Originally Posted by

**SlipEternal** I appreciate all of the work you put into this. My advice is to reorganize the work a bit to make it a bit more readable. While your work seems to have developed independently from existing mathematical works on the subject, you might want to explain how your work relates to Wheel Theory or Meadow Theory. Based on what I have seen, it appears that your work might be isomorphic to a meadow where $0^{-1} = 1$. By giving your work context in a larger mathematical framework, it will be easier for mathematicians to interact with your work. Currently, it is very clunky and difficult to work with. Once I know that I can treat it as a meadow for the purposes of arithmetic, it becomes clear that you are attempting to give physical meaning to the fact that you have chosen $0^{-1} = 1$ along with an explanation of why that is a strong choice for the inverse of zero.

But, it appears that you are taking precautions to keep your work separate from existing mathematical knowledge. If this is because you disagree with the basic properties of a meadow or a wheel, then it still may behoove you to introduce your work as a divergence from the current theories, along with an explanation of why those theories fail to satisfy and how your work corrects whatever they get wrong. Once you introduce your work and its interdependencies and divergences from the current mathematical framework, mathematicians will have a clear idea of what your work is meant to accomplish.

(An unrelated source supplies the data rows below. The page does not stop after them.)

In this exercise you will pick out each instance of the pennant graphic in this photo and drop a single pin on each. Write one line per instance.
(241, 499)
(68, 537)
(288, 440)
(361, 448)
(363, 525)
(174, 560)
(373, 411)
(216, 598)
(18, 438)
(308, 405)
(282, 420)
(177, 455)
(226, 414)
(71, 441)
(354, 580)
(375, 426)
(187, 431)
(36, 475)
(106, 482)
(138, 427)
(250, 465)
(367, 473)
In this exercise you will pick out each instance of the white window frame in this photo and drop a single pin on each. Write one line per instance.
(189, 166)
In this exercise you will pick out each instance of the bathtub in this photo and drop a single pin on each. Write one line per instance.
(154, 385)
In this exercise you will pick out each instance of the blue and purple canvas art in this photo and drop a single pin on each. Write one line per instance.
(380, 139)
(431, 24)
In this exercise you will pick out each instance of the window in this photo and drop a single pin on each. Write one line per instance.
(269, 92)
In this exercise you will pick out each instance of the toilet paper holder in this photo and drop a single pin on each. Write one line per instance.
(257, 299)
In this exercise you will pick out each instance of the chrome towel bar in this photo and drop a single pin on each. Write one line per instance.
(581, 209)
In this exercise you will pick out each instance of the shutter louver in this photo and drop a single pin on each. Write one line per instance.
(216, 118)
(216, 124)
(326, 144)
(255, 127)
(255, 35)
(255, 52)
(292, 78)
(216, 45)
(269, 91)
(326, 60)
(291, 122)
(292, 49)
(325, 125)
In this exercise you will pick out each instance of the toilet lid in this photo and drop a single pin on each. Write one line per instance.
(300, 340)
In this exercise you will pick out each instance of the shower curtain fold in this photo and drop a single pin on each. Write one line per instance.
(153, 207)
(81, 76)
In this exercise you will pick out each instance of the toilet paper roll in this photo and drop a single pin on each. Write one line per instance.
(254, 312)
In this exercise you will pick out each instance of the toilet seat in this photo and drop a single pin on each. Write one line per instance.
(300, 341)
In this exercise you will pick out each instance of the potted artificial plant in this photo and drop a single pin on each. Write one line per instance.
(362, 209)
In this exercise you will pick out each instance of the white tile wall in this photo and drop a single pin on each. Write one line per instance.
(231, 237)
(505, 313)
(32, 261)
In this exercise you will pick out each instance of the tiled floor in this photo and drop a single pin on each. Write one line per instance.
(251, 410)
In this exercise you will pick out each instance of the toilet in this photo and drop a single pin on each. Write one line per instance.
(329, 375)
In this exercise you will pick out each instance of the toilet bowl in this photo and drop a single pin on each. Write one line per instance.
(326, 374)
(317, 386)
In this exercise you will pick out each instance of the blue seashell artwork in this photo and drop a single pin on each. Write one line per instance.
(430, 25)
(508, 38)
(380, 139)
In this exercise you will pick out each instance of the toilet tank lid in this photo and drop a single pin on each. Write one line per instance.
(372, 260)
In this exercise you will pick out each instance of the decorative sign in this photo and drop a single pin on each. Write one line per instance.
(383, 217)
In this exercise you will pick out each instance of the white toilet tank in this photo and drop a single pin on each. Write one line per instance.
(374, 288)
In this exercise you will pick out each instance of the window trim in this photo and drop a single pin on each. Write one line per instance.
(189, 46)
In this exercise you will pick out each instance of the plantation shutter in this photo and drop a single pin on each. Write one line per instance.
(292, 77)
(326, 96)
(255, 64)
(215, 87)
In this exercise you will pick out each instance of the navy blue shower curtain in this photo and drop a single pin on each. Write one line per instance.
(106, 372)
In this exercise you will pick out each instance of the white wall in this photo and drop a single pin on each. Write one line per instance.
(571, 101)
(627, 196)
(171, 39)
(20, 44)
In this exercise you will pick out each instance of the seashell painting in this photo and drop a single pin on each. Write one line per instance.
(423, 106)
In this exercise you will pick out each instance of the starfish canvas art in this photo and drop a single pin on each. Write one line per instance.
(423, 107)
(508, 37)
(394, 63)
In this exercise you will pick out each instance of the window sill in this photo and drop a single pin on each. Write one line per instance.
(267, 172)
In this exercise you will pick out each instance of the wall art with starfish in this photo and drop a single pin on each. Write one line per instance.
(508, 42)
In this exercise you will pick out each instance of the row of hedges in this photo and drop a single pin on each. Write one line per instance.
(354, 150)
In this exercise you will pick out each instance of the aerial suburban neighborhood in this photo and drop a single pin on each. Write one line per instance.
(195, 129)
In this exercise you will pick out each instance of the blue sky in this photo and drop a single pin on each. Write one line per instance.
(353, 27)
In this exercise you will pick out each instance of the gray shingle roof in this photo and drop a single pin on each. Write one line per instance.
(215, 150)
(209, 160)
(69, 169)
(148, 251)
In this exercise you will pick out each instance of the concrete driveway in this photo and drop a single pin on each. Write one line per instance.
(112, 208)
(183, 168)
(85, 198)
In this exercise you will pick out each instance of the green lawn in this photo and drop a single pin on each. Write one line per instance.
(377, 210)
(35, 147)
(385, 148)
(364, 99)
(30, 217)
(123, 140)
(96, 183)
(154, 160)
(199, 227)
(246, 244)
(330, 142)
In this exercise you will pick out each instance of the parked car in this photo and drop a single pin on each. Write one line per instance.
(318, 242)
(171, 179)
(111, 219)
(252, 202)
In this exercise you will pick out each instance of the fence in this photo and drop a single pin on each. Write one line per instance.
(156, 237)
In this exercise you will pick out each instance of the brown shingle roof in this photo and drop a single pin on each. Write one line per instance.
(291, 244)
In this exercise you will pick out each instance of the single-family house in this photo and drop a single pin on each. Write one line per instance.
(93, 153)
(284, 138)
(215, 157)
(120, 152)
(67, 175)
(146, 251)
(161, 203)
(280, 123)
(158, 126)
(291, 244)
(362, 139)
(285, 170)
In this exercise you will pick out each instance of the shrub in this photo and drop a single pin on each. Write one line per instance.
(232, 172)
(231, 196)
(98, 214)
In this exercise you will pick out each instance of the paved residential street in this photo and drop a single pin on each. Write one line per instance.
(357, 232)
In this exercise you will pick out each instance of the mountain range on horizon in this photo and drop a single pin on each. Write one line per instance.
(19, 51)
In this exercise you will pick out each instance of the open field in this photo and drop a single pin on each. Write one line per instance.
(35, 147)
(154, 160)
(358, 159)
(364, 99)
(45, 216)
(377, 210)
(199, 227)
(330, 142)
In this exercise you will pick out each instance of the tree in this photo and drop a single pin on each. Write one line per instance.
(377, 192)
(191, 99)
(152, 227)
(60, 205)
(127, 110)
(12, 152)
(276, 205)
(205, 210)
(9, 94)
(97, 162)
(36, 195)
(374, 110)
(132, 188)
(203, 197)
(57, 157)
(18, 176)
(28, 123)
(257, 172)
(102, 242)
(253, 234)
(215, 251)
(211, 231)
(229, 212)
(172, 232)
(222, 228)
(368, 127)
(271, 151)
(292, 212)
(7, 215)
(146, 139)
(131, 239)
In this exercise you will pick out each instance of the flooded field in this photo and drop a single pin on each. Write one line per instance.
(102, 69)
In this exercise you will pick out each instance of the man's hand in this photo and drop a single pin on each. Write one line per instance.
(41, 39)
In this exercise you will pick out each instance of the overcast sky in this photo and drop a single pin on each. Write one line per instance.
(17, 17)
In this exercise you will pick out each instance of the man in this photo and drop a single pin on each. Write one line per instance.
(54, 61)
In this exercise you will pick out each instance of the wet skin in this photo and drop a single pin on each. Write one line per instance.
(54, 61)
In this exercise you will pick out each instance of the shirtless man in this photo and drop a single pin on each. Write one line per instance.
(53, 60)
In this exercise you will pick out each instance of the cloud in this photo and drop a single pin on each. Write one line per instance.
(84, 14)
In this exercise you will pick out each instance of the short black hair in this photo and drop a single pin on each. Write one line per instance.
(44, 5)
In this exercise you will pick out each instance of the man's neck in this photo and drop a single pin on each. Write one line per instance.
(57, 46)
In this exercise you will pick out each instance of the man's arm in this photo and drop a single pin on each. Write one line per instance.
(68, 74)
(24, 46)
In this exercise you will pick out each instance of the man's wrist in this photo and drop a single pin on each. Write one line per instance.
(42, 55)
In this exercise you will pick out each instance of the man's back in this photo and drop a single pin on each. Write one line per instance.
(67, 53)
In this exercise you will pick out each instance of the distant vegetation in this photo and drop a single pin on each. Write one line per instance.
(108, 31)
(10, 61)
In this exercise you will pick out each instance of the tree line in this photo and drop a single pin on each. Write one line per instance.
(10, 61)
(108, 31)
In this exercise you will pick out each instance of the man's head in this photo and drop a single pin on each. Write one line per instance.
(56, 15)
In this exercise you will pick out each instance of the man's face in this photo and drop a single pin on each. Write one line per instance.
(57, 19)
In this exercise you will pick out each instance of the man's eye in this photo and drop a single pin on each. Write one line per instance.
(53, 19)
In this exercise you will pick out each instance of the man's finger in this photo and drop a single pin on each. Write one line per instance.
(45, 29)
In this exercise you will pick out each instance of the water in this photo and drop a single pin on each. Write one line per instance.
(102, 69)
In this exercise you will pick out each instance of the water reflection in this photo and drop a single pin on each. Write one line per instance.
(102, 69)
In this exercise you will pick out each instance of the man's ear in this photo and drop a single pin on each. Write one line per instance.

That said, you do try to justify your work. You say that the ability to divide by zero should be a boon to physicists and mathematicians alike. However, as someone who has looked into wheel theory and meadow theory (the latter at your suggestion, actually), I find the presentation you have provided vastly more convoluted than the simple presentations of the existing theories. I wonder, why would I choose your theory over the much more intuitive ones I have already read?